Hamas expressed "astonishment" at the PFLP position and described it as "unjustified." Hamas spokesman Sami Abu Zuhri dismissed the PFLP's claim that the cabinet's political program does not recognize the PLO.
"Hamas has stressed that it would abide by the truce agreement that was reached in Cairo last year with the PLO," he explained. "Hamas was hoping that the PFLP and other factions would respect the Palestinians' desire to see a broad coalition so that we could face the huge challenges."
Abu Zuhri hinted that the real reason behind the PFLP's position could be US pressure on Palestinian factions to stay away from the Hamas cabinet.
Nabil Abu Rudaineh, a spokesman for Abbas, said Hamas's political program, which calls for pursuing the fight against "Israeli occupation" and the right of return for all refugees, would further increase the isolation of the Palestinians, exposing them to collective punishment by the international community.
"This program does not comply with the requirements of the international community," he said. "Hamas's problem is not with us, but with the international community which has clear political demands."
PA negotiator Saeb Erekat pointed out that the PA's Basic Law states that the prime minister's task is to implement the general policies of the PA. "The new cabinet must honor all previous agreements.
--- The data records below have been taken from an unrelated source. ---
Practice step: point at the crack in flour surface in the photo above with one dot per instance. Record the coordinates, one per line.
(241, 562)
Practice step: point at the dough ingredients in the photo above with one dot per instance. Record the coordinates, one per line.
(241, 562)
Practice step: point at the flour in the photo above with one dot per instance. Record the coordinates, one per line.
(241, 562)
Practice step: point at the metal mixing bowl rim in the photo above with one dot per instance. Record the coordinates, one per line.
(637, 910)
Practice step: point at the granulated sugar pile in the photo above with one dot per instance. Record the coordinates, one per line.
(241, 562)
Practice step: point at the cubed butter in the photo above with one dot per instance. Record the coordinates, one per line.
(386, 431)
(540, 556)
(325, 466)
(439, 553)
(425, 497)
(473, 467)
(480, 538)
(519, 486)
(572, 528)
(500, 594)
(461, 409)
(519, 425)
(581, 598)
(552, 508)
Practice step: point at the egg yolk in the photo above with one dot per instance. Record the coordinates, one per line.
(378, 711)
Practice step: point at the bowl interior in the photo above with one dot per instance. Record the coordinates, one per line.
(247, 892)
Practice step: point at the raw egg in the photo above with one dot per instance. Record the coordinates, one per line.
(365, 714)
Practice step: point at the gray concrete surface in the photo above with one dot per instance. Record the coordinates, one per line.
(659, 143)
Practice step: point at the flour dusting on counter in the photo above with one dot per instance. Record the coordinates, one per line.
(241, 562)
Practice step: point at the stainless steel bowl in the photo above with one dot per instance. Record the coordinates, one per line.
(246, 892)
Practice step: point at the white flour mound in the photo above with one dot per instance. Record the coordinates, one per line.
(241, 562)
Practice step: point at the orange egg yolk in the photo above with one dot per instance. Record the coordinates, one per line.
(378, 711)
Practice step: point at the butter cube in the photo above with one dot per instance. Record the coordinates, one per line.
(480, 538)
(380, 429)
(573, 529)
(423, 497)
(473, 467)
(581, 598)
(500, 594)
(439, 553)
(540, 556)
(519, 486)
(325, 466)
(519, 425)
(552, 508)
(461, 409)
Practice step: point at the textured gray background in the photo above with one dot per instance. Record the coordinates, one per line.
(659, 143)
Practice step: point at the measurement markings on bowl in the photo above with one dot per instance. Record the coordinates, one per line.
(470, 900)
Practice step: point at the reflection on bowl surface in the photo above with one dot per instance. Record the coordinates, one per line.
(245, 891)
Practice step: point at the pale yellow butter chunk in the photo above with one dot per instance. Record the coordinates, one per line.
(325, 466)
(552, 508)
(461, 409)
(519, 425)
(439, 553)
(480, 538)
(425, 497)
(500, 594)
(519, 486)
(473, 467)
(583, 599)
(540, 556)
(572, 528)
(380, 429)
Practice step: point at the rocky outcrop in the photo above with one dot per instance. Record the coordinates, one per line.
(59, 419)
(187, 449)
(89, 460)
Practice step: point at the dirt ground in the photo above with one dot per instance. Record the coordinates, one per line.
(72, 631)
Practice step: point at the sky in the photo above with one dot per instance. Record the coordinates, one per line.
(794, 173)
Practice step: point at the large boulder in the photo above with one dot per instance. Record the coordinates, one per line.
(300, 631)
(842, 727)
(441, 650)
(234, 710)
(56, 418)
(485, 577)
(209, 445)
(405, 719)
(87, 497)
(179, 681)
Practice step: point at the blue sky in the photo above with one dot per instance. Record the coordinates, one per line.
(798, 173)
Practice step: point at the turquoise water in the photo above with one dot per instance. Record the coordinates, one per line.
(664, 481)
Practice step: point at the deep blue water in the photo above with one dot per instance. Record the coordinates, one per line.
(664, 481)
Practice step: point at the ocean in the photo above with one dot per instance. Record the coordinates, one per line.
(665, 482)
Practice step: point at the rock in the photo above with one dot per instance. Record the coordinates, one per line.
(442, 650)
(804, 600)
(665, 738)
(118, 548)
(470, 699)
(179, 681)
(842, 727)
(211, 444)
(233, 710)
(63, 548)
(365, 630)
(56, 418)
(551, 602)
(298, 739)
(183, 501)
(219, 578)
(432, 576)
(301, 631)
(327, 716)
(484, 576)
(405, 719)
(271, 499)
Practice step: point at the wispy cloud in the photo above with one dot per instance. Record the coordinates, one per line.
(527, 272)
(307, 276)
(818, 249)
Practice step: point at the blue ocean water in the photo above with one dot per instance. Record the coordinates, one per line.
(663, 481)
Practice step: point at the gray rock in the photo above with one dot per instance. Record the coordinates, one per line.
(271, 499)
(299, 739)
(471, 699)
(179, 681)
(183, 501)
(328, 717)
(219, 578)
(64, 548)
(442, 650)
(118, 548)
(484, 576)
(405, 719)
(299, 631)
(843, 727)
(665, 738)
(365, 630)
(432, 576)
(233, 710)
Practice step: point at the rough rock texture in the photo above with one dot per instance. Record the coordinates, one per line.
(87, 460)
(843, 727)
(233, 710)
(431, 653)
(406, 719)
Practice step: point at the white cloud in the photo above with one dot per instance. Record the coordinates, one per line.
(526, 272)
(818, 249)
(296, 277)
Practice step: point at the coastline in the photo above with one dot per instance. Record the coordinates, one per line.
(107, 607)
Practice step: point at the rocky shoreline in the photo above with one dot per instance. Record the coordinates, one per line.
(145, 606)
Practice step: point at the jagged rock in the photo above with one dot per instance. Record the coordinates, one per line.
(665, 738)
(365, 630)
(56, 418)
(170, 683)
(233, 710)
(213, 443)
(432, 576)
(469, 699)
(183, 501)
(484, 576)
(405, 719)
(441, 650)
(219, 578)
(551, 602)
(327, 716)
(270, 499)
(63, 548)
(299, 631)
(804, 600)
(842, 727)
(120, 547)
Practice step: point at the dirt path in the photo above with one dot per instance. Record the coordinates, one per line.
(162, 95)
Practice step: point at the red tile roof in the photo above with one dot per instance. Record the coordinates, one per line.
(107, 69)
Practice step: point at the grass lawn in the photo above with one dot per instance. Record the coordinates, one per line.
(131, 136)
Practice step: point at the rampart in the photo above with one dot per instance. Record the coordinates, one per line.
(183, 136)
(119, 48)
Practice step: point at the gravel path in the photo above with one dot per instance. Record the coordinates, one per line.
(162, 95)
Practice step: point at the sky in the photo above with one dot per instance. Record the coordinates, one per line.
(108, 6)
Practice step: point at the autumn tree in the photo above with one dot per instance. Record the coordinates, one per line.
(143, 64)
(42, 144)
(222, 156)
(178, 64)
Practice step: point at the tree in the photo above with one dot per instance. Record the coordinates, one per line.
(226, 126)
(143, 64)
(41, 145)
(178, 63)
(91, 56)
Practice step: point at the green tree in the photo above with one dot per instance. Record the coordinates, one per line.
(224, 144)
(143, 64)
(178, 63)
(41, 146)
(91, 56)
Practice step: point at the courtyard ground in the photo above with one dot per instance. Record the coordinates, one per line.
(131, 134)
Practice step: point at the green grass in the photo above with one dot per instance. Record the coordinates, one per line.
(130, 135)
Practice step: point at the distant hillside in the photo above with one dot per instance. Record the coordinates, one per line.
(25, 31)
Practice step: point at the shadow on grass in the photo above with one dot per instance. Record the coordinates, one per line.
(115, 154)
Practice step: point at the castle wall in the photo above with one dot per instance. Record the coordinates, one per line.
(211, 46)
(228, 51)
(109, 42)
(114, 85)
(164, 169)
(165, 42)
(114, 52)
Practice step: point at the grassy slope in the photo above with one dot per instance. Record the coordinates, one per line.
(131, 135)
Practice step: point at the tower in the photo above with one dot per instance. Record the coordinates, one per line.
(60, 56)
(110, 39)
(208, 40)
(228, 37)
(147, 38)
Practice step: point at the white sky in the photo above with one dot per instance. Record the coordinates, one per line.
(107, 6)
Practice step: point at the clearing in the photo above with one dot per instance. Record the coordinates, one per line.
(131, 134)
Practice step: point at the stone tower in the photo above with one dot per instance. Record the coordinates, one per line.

Otherwise, it will be an illegal cabinet," he said.
Erekat said Hamas had not other choice but to honor all the agreements that were signed by the PLO. "Hamas can't ignore the political program of the president," he added. "If they don't accept this, we will have two authorities with different political agendas."
Political analyst Hani al-Masri said Hamas's political program violates international law, which requires governments to honor previous agreements signed by former governments. "Governments change constantly, whether through elections or coups, but agreements remain," he said. "What Hamas is doing is tantamount to a political coup."